I wonder if it wouldn't be better to have the compile issue an error on something like if(second), since I don't see how it's very useful and could lead to bad logic on the part of the user.
Well, it's convenient for things like this; while (beat => now) { my_drum(boom); } ...which is arguably bad form but very pleasant to write. I forgot who came up with it but it's popular in the "one line ChucK crazy" game on the forum.
if(!now) could be useful for doing something only when the VM first starts up, however I generally think that basing your scripts on absolute time (relative to start of VM) is probably bad practice. Not to mention that if(!now), while nice and compact, is not the most readable way to express that logic.
It's also invalid because "now" is not a integer and you can only do "not" on integers. If you want that you will have to go; if ( !((now / samp) $ int) ) <<<"yay">>>; First the division creates a float, we cast that to integer and this int can be inverted logically. That is, BTW, a issue with inversion, not with evaluating if clauses as such. I use that sort of thing too toggle Gain's used as routing gates; Gain g; //toggle !( g.gain() $ int) => g.gain; Ok, well, maybe it's a similar kind of case... after all. Perhaps "!" simply should return "1" for non-zero inputs. Beware, BTW, that the above examples aren't without danger because you can have rounding errors casting to int. I think casting to int will always round towards 0.
On second though, if(dur) could have some uses, I guess. Not sure.
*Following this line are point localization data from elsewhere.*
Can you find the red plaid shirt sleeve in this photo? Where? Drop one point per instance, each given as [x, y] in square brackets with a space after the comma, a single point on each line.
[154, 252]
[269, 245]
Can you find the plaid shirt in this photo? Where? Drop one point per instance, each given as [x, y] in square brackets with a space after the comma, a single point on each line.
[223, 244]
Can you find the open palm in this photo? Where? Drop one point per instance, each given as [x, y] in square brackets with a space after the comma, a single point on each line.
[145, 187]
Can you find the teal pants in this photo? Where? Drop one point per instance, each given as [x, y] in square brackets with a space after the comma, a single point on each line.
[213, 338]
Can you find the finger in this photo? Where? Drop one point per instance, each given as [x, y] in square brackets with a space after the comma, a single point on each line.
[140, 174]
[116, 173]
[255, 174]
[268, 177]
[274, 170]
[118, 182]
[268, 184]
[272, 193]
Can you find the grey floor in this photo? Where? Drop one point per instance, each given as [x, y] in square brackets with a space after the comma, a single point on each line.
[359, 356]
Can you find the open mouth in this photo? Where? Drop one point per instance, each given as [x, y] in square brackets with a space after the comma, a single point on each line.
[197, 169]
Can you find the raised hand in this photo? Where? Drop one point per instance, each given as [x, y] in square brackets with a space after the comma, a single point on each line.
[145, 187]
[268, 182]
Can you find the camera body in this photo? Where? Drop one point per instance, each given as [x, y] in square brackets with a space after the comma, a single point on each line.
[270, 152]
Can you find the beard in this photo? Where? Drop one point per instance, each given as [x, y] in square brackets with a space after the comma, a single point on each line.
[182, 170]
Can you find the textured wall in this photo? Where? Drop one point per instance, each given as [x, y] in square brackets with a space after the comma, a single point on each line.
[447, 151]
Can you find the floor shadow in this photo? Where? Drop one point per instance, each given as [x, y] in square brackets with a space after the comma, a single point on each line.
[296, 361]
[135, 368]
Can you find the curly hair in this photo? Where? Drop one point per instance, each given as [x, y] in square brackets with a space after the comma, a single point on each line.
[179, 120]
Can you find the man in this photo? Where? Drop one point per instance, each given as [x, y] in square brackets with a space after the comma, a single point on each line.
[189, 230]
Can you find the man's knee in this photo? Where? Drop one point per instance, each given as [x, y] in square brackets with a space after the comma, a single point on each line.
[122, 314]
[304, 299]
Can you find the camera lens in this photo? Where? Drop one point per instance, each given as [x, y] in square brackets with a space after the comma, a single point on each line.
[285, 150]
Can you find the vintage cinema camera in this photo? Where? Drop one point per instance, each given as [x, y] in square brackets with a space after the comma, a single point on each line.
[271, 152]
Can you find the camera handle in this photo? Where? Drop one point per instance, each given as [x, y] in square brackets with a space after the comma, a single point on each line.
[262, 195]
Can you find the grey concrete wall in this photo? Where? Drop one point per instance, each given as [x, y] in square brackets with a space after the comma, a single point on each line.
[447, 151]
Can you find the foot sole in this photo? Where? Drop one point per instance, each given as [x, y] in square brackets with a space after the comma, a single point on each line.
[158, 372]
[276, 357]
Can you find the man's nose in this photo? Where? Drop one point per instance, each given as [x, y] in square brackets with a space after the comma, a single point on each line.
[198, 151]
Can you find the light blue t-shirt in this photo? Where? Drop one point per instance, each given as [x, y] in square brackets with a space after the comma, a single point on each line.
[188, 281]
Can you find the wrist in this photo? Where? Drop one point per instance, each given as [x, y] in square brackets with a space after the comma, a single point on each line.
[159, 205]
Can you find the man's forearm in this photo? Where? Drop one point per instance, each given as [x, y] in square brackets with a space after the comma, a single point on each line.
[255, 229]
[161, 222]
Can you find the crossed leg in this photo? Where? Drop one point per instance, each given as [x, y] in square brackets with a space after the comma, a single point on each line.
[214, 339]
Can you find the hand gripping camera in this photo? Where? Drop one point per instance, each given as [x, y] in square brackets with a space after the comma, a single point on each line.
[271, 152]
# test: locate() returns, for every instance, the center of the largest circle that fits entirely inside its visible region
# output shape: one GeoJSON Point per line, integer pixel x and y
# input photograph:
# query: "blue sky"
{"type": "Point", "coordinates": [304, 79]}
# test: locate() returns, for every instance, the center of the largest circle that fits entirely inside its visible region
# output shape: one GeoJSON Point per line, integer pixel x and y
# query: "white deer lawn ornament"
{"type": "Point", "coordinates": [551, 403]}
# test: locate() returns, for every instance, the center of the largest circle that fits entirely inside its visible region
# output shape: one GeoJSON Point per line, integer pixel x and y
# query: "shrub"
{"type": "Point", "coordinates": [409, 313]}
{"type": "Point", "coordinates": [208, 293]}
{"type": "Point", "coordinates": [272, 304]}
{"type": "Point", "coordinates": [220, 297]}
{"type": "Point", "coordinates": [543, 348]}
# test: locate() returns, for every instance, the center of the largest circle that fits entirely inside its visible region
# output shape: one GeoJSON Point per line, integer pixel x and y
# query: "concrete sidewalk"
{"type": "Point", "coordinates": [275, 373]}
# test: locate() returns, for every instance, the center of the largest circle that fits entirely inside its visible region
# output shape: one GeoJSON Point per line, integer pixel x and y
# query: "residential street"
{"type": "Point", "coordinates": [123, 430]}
Perhaps in calculating a delay length, while trying to avoid zero-delay feedback.
There I's use; if (delay > 0::ms) Because of the dengers of negative delay. While going over Ge's paper, BTW, I sugested that we could perhaps use "unless" as a miror of "if" since we already have "while" and "untill" which are also mirror.images. I intended this as fun syntactic sugar (like "untill" already is) but now that I think of it; that would nicely get around logic inversion of time and dur type variables in many cases. Interesting discussion; once more it's more complicated then I realised at first. Yours, Kas.